43. Judge in the O. J. Simpson trial : ITO
Judge Lance Ito came in for a lot of criticism for his handling of the O.J. Simpson murder trial. The lead prosecutor in that trial was Marcia Clark, you might recall. I read her book “Without a Doubt” a few years ago, and she pointed out one trait of Judge Ito that I thought quite telling. Ito would almost always refer to the prosecutor as “Marcia”, while addressing the men on both sides of the case as “Mister”.
50. Poker variety : STUD
Stud poker is the name given to many variants of the game, all characterized by the dealer giving each player a mix of cards face-down and face-up. The cards facing downwards are called “hole cards”, cards only visible to the individuals who hold that particular hand. That gives rise to the phrase “ace in the hole”, a valuable holding that only the player with the ace is aware of.
51. Latin jazz great Puente : TITO
After serving in the navy in WWII for three years, Tito Puente studied at Julliard, gaining a great grounding in conducting, orchestration and theory. He parlayed this education into a career in Latin Jazz and Mambo. As well being called El Rey, he was known as “The King of Latin Music”.

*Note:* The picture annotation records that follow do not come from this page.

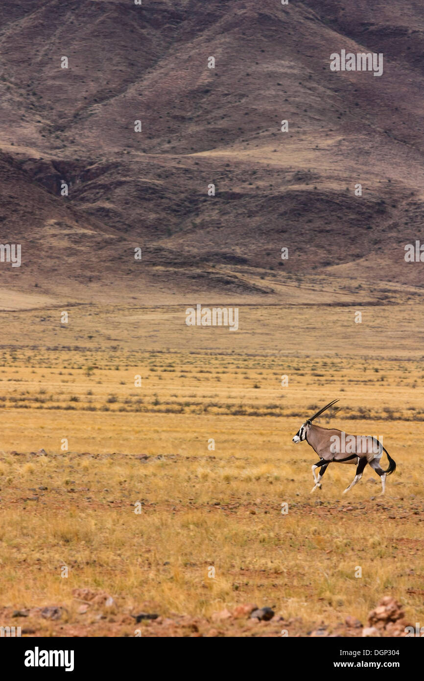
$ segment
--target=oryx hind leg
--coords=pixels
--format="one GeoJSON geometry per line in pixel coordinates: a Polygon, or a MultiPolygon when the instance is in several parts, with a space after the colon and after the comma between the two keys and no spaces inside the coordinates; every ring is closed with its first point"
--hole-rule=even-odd
{"type": "Polygon", "coordinates": [[[323,475],[325,473],[325,471],[327,469],[327,466],[328,466],[329,463],[329,462],[325,463],[324,462],[324,460],[323,459],[321,459],[321,460],[320,461],[320,462],[319,464],[314,464],[312,466],[312,475],[314,476],[314,482],[315,483],[315,484],[314,485],[314,486],[312,487],[312,490],[310,490],[311,491],[311,494],[312,493],[312,492],[315,491],[315,490],[316,489],[316,488],[318,488],[319,489],[321,489],[321,484],[320,482],[320,480],[322,479],[323,475]],[[319,471],[319,473],[318,475],[318,477],[315,475],[315,469],[317,469],[317,468],[321,469],[321,471],[319,471]]]}
{"type": "Polygon", "coordinates": [[[356,485],[357,482],[359,482],[362,477],[362,473],[363,473],[363,469],[367,465],[367,458],[366,456],[362,457],[362,458],[359,458],[358,465],[357,466],[356,473],[353,481],[350,483],[348,487],[346,487],[346,490],[344,490],[343,494],[345,494],[346,492],[351,490],[354,485],[356,485]]]}
{"type": "Polygon", "coordinates": [[[381,494],[384,494],[386,491],[386,473],[380,465],[380,460],[375,458],[372,461],[370,462],[370,465],[371,468],[376,471],[377,475],[380,475],[380,479],[381,480],[381,494]]]}

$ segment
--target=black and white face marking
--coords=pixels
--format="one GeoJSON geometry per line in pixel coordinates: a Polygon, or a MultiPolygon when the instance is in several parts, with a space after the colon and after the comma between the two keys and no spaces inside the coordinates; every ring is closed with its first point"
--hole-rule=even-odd
{"type": "Polygon", "coordinates": [[[296,445],[298,442],[303,442],[306,437],[306,424],[302,424],[297,432],[293,439],[293,441],[296,445]]]}

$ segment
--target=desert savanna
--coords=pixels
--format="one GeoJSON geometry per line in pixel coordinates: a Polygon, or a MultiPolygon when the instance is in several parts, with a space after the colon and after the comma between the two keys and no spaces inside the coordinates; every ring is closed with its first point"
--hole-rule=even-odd
{"type": "Polygon", "coordinates": [[[181,306],[84,306],[68,340],[58,311],[39,340],[39,312],[15,313],[3,619],[38,635],[358,635],[346,618],[365,624],[391,595],[419,621],[424,325],[419,306],[363,308],[362,326],[355,312],[321,309],[319,331],[313,306],[240,306],[231,332],[187,327],[181,306]],[[396,461],[384,496],[369,466],[344,496],[355,467],[336,464],[310,493],[317,456],[291,439],[335,398],[321,425],[382,437],[396,461]],[[248,603],[274,618],[229,616],[248,603]]]}
{"type": "Polygon", "coordinates": [[[0,627],[424,624],[423,30],[418,0],[3,0],[0,627]],[[311,493],[292,438],[333,400],[384,496],[336,463],[311,493]]]}

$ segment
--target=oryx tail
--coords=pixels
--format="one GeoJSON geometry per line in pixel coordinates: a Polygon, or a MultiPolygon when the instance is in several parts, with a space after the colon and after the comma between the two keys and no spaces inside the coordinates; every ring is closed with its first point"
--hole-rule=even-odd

54. Author Fleming or McEwan : IAN
Ian Fleming is most famous of course for writing the “James Bond” series of spy novels. You might also know that he wrote the children’s story “Chitty Chitty Bang Bang”, made into a cute movie released in 1968, and even a stage musical that opened in 2002.

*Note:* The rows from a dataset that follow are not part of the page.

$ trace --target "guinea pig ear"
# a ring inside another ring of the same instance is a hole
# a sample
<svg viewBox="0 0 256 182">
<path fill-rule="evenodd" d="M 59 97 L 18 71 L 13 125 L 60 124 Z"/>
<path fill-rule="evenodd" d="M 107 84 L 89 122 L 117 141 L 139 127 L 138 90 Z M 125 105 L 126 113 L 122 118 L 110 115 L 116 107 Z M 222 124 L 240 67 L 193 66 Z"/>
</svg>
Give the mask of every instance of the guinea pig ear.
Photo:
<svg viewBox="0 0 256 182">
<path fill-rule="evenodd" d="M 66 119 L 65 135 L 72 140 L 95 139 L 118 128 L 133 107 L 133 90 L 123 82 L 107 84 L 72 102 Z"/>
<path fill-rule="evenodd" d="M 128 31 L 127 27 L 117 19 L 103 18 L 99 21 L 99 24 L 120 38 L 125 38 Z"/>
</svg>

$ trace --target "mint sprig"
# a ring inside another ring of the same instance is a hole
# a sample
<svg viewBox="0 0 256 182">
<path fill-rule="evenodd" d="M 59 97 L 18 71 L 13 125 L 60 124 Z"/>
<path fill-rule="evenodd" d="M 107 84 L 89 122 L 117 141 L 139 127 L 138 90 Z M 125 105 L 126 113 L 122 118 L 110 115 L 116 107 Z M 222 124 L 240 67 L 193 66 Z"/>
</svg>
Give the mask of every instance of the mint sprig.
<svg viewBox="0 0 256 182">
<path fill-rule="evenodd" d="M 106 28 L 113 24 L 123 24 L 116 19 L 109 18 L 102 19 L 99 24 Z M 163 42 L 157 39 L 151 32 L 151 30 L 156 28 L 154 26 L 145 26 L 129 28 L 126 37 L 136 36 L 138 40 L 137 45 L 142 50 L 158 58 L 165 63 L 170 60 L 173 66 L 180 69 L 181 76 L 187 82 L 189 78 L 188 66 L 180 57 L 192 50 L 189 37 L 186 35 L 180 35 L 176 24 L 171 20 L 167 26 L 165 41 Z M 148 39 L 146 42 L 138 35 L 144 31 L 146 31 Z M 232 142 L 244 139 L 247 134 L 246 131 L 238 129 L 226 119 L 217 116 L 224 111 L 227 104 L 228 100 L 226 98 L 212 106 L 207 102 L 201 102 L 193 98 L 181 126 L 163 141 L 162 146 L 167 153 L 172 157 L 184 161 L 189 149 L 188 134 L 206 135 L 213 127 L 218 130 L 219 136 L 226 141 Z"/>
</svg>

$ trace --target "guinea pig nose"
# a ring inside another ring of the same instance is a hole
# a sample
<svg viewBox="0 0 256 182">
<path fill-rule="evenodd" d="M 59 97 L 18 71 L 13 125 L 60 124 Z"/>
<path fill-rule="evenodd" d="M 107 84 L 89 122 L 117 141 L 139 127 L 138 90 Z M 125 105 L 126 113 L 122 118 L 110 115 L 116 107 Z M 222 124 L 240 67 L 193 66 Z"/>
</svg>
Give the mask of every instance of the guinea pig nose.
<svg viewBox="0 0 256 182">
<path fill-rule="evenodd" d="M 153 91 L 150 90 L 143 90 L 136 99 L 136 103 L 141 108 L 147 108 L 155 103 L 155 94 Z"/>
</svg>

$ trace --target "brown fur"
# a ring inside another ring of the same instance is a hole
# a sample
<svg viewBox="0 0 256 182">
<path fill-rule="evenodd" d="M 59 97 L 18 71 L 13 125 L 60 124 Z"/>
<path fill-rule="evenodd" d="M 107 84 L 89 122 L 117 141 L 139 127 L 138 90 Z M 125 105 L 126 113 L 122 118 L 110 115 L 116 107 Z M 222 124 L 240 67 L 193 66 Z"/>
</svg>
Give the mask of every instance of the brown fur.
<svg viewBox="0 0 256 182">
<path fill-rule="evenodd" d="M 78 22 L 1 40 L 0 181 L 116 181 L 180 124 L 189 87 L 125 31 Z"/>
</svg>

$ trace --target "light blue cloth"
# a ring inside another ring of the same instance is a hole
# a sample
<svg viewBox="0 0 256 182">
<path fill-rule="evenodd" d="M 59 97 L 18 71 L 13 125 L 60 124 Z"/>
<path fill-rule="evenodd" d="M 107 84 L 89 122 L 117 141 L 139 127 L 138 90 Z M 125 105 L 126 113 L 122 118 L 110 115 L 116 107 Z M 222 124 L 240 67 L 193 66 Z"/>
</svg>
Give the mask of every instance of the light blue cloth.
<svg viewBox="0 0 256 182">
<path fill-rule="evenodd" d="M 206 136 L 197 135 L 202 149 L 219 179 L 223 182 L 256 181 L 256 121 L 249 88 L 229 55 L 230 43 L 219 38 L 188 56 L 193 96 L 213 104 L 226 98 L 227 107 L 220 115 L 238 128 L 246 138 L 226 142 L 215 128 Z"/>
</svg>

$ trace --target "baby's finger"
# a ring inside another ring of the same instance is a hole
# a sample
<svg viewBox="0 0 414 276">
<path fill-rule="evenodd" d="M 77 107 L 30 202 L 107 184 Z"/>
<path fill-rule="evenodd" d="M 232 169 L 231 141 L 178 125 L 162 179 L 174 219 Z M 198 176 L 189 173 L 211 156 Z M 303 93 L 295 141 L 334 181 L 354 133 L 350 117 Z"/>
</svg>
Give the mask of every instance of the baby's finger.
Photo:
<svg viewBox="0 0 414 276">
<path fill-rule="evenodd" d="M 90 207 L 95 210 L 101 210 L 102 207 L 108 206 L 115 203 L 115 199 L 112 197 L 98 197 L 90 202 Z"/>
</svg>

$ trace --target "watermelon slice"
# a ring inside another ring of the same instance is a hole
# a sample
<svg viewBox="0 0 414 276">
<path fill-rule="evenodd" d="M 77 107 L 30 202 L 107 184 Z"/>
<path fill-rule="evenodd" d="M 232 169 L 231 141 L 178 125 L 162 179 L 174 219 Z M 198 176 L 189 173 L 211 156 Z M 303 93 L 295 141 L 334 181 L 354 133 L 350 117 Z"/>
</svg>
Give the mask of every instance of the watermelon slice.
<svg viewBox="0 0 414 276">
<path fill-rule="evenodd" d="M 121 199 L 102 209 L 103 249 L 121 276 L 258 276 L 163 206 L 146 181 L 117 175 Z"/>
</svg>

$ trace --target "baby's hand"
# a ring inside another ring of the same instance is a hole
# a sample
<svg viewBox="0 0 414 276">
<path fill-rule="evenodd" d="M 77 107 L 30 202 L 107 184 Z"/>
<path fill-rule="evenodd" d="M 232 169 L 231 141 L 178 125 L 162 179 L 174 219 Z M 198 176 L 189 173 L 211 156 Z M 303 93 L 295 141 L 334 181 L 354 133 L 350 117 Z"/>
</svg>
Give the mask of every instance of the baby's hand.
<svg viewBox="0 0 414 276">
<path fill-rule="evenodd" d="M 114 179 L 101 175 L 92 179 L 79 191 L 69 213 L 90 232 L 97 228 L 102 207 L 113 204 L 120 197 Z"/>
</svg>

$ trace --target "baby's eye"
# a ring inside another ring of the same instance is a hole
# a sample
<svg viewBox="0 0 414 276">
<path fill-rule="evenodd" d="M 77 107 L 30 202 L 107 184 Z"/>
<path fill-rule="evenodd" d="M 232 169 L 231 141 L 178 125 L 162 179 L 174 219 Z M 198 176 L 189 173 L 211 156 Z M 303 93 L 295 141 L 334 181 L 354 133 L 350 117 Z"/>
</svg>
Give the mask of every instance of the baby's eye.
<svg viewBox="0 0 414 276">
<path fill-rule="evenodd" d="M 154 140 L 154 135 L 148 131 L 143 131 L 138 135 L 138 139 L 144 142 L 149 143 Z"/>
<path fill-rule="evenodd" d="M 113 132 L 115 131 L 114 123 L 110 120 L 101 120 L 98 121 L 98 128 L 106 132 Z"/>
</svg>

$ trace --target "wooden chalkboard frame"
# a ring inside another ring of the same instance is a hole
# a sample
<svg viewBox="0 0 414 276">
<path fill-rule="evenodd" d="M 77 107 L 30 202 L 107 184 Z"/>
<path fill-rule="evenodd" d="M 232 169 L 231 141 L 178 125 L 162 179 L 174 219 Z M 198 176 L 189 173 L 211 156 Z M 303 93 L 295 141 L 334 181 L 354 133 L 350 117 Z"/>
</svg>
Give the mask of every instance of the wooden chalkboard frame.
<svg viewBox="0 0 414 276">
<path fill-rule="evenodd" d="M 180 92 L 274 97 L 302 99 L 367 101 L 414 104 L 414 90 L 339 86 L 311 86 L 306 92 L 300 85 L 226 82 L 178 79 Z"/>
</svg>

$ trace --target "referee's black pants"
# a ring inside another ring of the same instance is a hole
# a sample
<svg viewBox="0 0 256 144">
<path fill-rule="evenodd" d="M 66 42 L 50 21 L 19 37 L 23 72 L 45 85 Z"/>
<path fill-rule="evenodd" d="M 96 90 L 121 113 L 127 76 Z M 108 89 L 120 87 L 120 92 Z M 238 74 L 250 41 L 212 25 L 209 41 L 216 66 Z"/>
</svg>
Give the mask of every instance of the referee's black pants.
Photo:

Ian McEwan is an English novelist with a long track record of writing successful novels. His most famous work at the moment I would say is “Atonement” which has benefited from the success of the fabulous movie adaptation released in 2007.
56. Jacqueline Kennedy ___ Bouvier : NEE
Jackie Kennedy Onassis was born into a privileged family, the daughter of a Wall Street stock broker, John Vernou Bouvier III. Ms. Bouvier moved in the same social circles as the Kennedy clan, and met the then-US Representative John Kennedy at a dinner party hosted by mutual friends. After she saw her husband assassinated, and her brother-in-law Bobby Kennedy, she declared that she feared for the life of her children, who bore the Kennedy name. She left the country, eventually meeting and marrying Aristotle Onassis. Reportedly she was very satisfied that the Greek shipping magnate was able to provide privacy and security for her children.